To support that growth, Nucor just announced the launch of the industry's first net-zero-carbon steel product. GM will be the first customer to receive Nucor's Econiq, which the company said will be available across its steel products. In addition to all of its steel being fully recyclable, Econiq will be produced using renewable energy from power purchase agreements, in combination with carbon-offset purchases to result in a net-zero-carbon product as measured by scope 1 and scope 2 emissions. The company has also said separately it will publicly disclose and reduce scope 3 emissions, which are indirectly impacted by the company through its supply chain.

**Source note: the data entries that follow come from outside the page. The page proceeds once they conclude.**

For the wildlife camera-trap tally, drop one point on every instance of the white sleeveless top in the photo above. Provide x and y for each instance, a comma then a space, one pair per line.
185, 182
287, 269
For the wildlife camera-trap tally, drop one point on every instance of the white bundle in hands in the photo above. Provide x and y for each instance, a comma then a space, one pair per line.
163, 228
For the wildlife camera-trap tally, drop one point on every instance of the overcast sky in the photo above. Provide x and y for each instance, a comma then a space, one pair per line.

The company's earnings records may not continue through next year if steel prices back off recent highs. But demand looks to remain strong, and unless there is a full crash in the commodity, prices and profits should settle at sustainably high levels. Combine that with 48 years of consecutive dividend increases (with the 49th likely coming in December), and Nucor looks to be a long-term holding that should provide steady income and growth as its investment projects continue to come on line.

3. SPDR S&P Kensho Intelligent Structures ETF: A way to spread your bets

SPDR S&P Kensho Intelligent Structures ETF (SIMS 0.37%) is an exchange-traded fund that provides a way to buy into every aspect of infrastructure with one investment. It is a passively managed fund that provides broad exposure by tracking an index of U.S.-listed companies with a focus on innovative infrastructure.

The fund is about four years old, has $52 million in assets under management, and comes with an annual expense ratio of 0.45%. Its annualized total return since inception was approximately 11.5% as of Sept. 30. As of Oct. 7, top holdings included large businesses such as HVAC company Carrier Global; Johnson Controls, a provider of building electronics technology; as well as water technology companies like Xylem and Evoqua

But because the ETF also holds smaller companies focused on innovation, its average weighted market cap is a relatively low $26 billion. Holdings like Bloom Energy and ChargePoint Holdings have market caps of under $6 billion, and tend to be more volatile than larger companies. But Bloom's fuel cells and hydrogen fuels, and ChargePoint's network of electric vehicle charging stations figure to benefit from infrastructure spending and alternative-energy growth. 

The fund comes with added risk due to the smaller and more-unproven technology companies it holds. But that risk might result in added reward down the road. The ETF could provide a balanced single investment for investors looking to take some added risk with a wide-ranging infrastructure investment.